Présentée comme une « visite d’amitié et de travail », cette rencontre intervient après plusieurs mois de brouille diplomatique entre l’Algérie et son voisin du sud du Sahara.

Cette visite, après une crise qui aura duré plus d’un an, traduit la volonté des deux capitales de maintenir un canal de dialogue direct, à un moment où les équilibres géopolitiques de la région connaissent des évolutions notables.

La coopération sécuritaire figure, selon toute attente, parmi les principaux axes de discussion. L’Algérie et le Niger partagent une longue frontière saharienne et sont confrontés à des défis communs liés à la lutte contre le terrorisme, aux trafics transfrontaliers et aux flux migratoires. Dans ce contexte, la coordination bilatérale demeure un levier central pour la stabilité des zones frontalières.

A LIRE : Niger : l’armée soutient les putschistes, le président séquestré

Sur le plan économique, les échanges devraient également porter sur les projets d’intérêts communs, notamment les perspectives énergétiques régionales. Le Niger constitue un partenaire stratégique dans la profondeur sahélienne de l’Algérie, et Alger a, à plusieurs reprises, réaffirmé son attachement au développement intégré du Sahel comme condition de stabilité durable.

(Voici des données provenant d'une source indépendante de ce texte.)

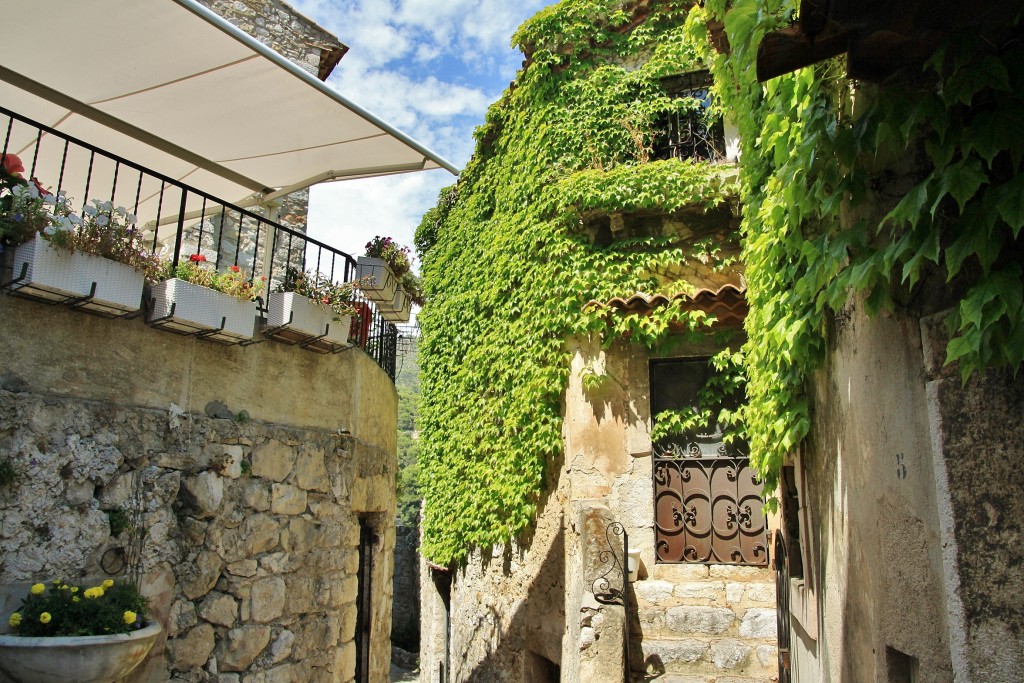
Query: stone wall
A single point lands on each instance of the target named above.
(529, 607)
(253, 520)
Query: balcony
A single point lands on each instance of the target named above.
(177, 222)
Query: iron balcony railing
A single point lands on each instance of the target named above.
(178, 220)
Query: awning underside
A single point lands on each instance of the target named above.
(166, 85)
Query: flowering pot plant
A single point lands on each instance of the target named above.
(335, 298)
(389, 251)
(67, 609)
(28, 210)
(231, 282)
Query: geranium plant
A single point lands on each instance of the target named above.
(231, 282)
(389, 251)
(103, 230)
(321, 290)
(67, 609)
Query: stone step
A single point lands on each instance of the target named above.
(706, 656)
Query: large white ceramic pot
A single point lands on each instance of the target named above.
(76, 659)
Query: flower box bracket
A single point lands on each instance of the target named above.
(23, 286)
(320, 344)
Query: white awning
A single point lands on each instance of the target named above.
(171, 86)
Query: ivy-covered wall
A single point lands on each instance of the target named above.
(510, 263)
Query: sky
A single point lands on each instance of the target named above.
(428, 68)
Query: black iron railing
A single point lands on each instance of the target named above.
(178, 220)
(692, 133)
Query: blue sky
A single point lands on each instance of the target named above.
(429, 68)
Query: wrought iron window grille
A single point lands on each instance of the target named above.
(708, 505)
(692, 133)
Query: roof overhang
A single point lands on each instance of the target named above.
(171, 86)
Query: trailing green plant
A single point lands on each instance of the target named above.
(231, 282)
(510, 271)
(825, 220)
(334, 297)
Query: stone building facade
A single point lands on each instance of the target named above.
(531, 612)
(254, 468)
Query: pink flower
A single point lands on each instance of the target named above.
(12, 164)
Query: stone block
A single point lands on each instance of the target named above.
(738, 571)
(734, 592)
(256, 495)
(729, 653)
(181, 617)
(761, 593)
(267, 599)
(671, 652)
(201, 575)
(242, 646)
(310, 472)
(204, 494)
(709, 590)
(693, 620)
(767, 655)
(230, 466)
(758, 623)
(652, 591)
(243, 568)
(288, 500)
(193, 649)
(273, 461)
(220, 609)
(281, 648)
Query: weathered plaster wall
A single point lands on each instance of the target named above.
(872, 549)
(977, 435)
(253, 524)
(536, 599)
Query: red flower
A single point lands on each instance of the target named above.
(12, 164)
(39, 186)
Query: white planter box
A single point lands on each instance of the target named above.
(376, 280)
(398, 309)
(60, 275)
(294, 312)
(185, 307)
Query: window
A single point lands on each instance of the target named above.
(692, 133)
(708, 506)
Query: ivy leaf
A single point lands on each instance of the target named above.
(962, 180)
(1011, 206)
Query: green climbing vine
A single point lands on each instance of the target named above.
(866, 191)
(510, 270)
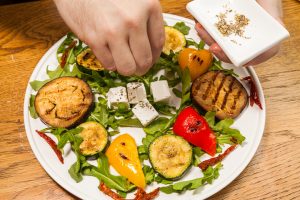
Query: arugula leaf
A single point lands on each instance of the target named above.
(31, 107)
(209, 175)
(101, 172)
(197, 153)
(177, 92)
(162, 180)
(74, 170)
(70, 136)
(184, 29)
(164, 109)
(156, 126)
(143, 149)
(225, 134)
(149, 174)
(99, 114)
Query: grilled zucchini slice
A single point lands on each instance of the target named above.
(170, 156)
(224, 94)
(88, 60)
(175, 40)
(94, 137)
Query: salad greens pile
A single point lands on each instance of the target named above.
(100, 82)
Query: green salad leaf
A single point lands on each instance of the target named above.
(31, 107)
(225, 134)
(102, 172)
(209, 175)
(157, 125)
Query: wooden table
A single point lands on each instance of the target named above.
(28, 30)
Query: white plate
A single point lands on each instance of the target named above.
(263, 30)
(250, 123)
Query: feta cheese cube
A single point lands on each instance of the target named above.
(160, 90)
(136, 92)
(145, 112)
(117, 95)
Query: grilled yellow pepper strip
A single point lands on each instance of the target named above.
(122, 154)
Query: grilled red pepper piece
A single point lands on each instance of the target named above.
(193, 127)
(52, 145)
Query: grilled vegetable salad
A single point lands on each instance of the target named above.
(176, 136)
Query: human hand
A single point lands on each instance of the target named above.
(125, 35)
(273, 7)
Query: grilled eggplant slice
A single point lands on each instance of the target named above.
(88, 60)
(224, 94)
(170, 156)
(94, 137)
(63, 102)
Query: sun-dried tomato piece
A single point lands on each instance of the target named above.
(52, 145)
(211, 162)
(106, 190)
(142, 195)
(254, 98)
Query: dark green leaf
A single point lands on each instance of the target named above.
(75, 173)
(157, 125)
(208, 176)
(99, 114)
(31, 107)
(177, 92)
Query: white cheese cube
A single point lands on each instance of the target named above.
(160, 90)
(145, 112)
(136, 92)
(117, 95)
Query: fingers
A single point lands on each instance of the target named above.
(141, 50)
(156, 31)
(217, 51)
(204, 35)
(105, 57)
(122, 56)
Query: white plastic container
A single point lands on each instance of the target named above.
(261, 34)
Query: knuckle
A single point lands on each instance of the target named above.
(131, 22)
(110, 32)
(159, 43)
(90, 39)
(153, 5)
(146, 62)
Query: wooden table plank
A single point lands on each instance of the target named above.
(28, 30)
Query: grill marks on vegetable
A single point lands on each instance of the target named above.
(63, 102)
(215, 91)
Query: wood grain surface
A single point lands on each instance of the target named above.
(28, 30)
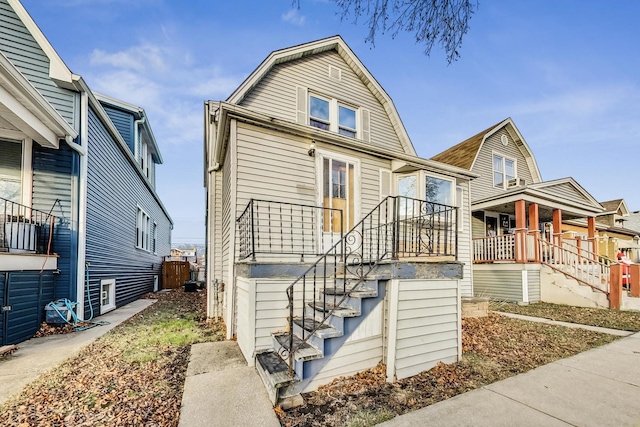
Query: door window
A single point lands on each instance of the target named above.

Cette visite du chef de la junte au pouvoir à Niamey s’inscrit dans une séquence diplomatique nouvelle entre Alger et Niamey. Elle intervient alors que les dynamiques politiques au Sahel, notamment au sein de l’Alliance des États du Sahel, redessinent les alliances et les mécanismes de coopération régionale.

Pour l’Algérie, qui privilégie traditionnellement une approche fondée sur le dialogue et la non-ingérence, le maintien de relations étroites avec le Niger participe d’une stratégie d’équilibre et de médiation dans un environnement régional fragmenté.

Tout de même, il faut rappeler que le général Abdourahamane Tiani est le chef du putsch du 26 juillet 2023 qui a conduit au placement en résidence surveillée arbitraire du président légitimement élu Mohamed Bazoum et le démantèlement de tous les instruments démocratiques en vigueur dans ce pays.